We live, and no one more so than the fashion industry, in a world reformed by social media. Bloggers sit front row, take pictures of the shows, and post those pictures on their websites (as do magazines); it doesn’t take much time for a photo to reach the internet. Online editors of all varieties can do what traditional magazines need months for within a week or two. Therefore, in order for pieces not to be forgotten or become irrelevant, they need to be put on sale a lot more quickly. If the people we care about don’t care about the clothing any more (i.e. don’t post about it anymore), why should we? It’s becoming more and more obvious that we are a culture obsessed with instant gratification; we send texts instead of calling, we cannot stand for a web page to load for more than ten seconds, and thousands of people have Amazon prime. We have literally forgotten how to wait. As a result, clothing coming out in six months no longer interests us. What’s the point of something being in style if no one can wear it?Therefore, Tom Ford, along with Burberry, Tommy Hilfiger and Ralph Lauren are leading the rest of the fashion industry with bringing instant gratification into the fashion industry.

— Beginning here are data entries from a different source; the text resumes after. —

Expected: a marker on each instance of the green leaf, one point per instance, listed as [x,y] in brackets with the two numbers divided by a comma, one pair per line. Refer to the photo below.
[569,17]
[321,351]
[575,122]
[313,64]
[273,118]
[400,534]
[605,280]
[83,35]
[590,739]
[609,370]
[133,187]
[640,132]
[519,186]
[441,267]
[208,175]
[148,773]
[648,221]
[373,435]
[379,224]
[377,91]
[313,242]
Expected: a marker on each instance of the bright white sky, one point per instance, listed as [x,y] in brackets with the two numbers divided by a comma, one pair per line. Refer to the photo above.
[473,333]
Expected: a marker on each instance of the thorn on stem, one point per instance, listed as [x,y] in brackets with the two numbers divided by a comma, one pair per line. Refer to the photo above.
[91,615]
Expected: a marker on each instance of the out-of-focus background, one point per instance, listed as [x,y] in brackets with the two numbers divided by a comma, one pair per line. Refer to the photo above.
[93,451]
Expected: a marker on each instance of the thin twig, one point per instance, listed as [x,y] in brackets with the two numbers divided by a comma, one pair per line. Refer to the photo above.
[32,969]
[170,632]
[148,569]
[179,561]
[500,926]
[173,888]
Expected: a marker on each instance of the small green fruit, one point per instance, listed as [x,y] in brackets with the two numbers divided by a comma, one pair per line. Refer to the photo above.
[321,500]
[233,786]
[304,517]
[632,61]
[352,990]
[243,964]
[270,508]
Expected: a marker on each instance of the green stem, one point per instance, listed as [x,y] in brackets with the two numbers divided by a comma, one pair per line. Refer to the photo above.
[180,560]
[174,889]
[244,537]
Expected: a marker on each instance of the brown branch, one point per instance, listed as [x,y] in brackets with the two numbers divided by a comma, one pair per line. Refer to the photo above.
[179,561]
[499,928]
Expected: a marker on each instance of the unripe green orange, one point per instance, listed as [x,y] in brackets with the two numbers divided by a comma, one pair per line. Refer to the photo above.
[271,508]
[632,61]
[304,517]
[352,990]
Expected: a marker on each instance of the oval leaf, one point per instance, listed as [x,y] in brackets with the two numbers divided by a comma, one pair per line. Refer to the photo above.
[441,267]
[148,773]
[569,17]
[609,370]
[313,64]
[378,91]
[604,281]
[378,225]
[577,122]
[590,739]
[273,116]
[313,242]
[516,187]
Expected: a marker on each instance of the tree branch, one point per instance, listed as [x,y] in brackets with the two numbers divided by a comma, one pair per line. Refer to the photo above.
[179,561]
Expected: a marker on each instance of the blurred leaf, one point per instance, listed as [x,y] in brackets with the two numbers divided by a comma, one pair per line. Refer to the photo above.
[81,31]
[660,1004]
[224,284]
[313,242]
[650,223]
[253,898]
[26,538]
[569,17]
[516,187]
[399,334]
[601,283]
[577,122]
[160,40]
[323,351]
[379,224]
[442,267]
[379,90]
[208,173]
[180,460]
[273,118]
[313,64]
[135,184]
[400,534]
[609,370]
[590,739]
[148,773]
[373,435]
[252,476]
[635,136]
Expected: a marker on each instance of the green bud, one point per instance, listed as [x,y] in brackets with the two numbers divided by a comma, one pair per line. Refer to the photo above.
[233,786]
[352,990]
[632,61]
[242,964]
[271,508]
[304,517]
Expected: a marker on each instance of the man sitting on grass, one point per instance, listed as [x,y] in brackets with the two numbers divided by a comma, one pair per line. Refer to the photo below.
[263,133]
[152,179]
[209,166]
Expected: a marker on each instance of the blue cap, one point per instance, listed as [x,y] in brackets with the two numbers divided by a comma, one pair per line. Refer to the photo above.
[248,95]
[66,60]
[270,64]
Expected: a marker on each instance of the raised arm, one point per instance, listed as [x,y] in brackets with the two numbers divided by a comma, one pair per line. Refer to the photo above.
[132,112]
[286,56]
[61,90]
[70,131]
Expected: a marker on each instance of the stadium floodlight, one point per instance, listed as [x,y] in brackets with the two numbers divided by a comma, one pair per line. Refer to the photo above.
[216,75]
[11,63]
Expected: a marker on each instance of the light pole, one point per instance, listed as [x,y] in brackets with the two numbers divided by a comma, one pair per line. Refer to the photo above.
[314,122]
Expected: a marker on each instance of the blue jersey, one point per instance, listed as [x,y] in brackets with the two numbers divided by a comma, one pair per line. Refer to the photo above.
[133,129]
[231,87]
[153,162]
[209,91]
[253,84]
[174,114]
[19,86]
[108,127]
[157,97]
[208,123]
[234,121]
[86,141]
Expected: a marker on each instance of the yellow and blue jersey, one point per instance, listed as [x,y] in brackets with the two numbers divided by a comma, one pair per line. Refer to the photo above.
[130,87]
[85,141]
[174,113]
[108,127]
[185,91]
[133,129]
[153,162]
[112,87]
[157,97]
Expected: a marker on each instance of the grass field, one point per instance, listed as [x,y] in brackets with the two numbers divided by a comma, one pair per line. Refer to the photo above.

So what are the results, and will other brands begin to do the same thing? The answer seems to be more and more likely in the affirmative. Burberry has done spectacularly well with their first see-now, buy-now collection, with some styles from the show running out by noon on the day of the show. Tom Ford did similarly well at the Neiman Marcus and Bergrdorf Goodman stores:
“We had our largest Tom Ford day of the year immediately following his New York show,” revealed Joshua Schulman, president of Bergdorf Goodman and Neiman Marcus Group International. “Typically, these sales would be spread over many weeks as the deliveries arrive piecemeal. The immediacy of being able to buy immediately after the show, combined with the impact of seeing the whole collection on the floor at once, gave our customers a sense of urgency to buy now … Bergdorf Goodman reported “a strong halo effect across the [Tom Ford] brand including women’s and men’s ready-to-wear, accessories and beauty,” said Schulman. “What surprised us was how the event spurred awareness of the brand to a wider audience, including those buying beauty or eyewear for a piece of the dream.” Via BOF.com
However, one interesting piece of that quote is the idea that “these sales would be spread over many weeks,” we don’t know yet, if as more inventory is brought in, the sales will somewhat continue to stay as high as they are now, or if we are now living in an era where rather than having constant sales throughout a year, there is a high peak following a show, and lows for the rest of the season. In regards to the Tommy Hilfiger x Gigi Hadid show, similar results to the Burberry and Tom Ford shows were reported:
“Later that same day (of the show), several of the under-$100 pieces were already sold out online. Now, a solid portion of what’s on Tommy.com is either sold out entirely or only available in very limited sizes.” – Via Fashionista.com
Ralph Lauren had similar success, with high sales, though not as high as Tom Ford or Burberry.
Brands who have already experimented with the idea of see-now, buy-now, including Rebecca Minkoff and Topshop Unique have also done quite well, indicating that perhaps the hype of the idea of see-now, buy-now, was not the only driving force behind the sales upticks, but perhaps that see-now, buy-now is the new way to shop and that it is here to stay. A large question the fashion industry once again has to discuss is the relevence of print magazines, many adore them, and vehemently argue that they are a necessity of the fashion industry, but do they still fulfill their objectives, or will they have to come up with a new purpose?